Top 5 Reasons Why Data Cleansing Must Be A Part Of Your Business Strategy
1. Improves Data Analysis
Dirty or inaccurate data can lead to inaccurate analysis and lead to incorrect conclusions. With clean, accurate, and reliable data sets in place, you can trust the insights and trends you gain by analyzing your data, thereby helping you formulate precise business strategies. When the stakes are high, poor analysis can also lead to hefty revenue losses. Hence, investing in data management practices or is critical to ensure correct analysis and save your business from costly mistakes.

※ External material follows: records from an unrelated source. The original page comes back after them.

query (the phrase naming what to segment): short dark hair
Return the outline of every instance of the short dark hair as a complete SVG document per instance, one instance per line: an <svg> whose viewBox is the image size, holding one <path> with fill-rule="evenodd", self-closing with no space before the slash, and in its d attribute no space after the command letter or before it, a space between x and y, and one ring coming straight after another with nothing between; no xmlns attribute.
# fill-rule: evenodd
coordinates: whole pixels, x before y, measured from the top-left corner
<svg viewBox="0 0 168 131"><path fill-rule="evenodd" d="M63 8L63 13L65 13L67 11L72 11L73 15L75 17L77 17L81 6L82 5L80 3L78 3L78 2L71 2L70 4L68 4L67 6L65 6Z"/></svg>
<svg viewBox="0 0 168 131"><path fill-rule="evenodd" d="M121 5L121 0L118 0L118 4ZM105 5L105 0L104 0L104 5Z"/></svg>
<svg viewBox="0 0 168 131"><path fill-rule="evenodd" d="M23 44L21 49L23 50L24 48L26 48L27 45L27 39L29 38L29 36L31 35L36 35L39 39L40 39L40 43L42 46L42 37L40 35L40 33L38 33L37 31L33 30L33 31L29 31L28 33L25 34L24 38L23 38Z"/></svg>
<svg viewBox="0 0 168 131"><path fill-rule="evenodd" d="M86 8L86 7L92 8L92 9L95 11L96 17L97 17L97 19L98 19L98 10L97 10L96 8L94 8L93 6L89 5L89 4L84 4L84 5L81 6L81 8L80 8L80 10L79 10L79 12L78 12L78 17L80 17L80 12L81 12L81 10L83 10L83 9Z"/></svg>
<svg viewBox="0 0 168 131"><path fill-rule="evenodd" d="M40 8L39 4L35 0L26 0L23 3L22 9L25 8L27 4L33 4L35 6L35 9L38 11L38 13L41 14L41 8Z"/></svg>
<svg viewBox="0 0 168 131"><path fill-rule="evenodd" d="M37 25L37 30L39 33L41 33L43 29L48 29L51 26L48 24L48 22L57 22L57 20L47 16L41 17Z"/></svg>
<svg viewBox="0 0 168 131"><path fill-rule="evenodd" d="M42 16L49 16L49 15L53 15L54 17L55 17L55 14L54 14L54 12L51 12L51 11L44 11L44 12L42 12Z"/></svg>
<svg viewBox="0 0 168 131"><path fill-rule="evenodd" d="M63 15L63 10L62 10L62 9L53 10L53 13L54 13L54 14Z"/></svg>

2. Boosts Marketing Efforts
The precision of customer data holds paramount importance for marketing success. Whether you are sending personalized messages, executing email marketing campaigns, or performing any form of outreach activity, the effectiveness of these marketing initiatives depends on the fidelity of the customer data. The presence of duplications, outdated email addresses, inaccurate contact numbers, and related discrepancies can lead to a waste of marketing efforts, time, and ROI.
3. Improved Customer Relations
Inaccurate customer data and the presence of duplicate entries in databases can result in miscommunications and poor customer experiences (imagine a customer getting the same message multiple times). By incorporating data cleansing strategies, you can maintain up-to-date customer profiles, ensuring that your marketing messages are accurately targeted. This not only enhances customer relations but also builds loyalty and encourages repeat business.
4. Ensures Sound Business Decisions
In today’s competitive market, data-driven decision-making is the key to business success. However, important and strategic decisions require reliable data. Making decisions based on inaccurate, irrelevant, or incomplete data can be detrimental to your business. Data cleansing practices ensure information integrity across systems and allow executives and managers to make sound decisions for planning and growth initiatives.
5. Improves Team Productivity
Disorganized databases can significantly hamper your in-house team’s productivity. Retrieving information from these databases becomes time-consuming. Additionally, it reduces manual work by automating error corrections, streamlines business processes to ensure smoother operations, enables faster decision-making, and enhances collaboration within the team by working with reliable data.
B2B Data Cleansing: A Shield To Faulty And Corrupt Data
Now that you know the importance of data cleansing as a business function, regularly cleansing data is the ultimate solution for resolving issues within your data pipelines. If managing large volumes of complex data has been a constant challenge for your in-house team, outsourcing data cleansing services to a reputed service provider can be of great help! With their services at your disposal, you can get skilled data cleansing resources by your side and also save a great deal of time and money.
Having followed these suggestions and building a robust data management strategy, you can surely mitigate risks such as financial losses, regulatory non-compliance, and reputational damage, while also harnessing the full potential of your data to drive innovation, make informed decisions, and gain a competitive edge in your industry.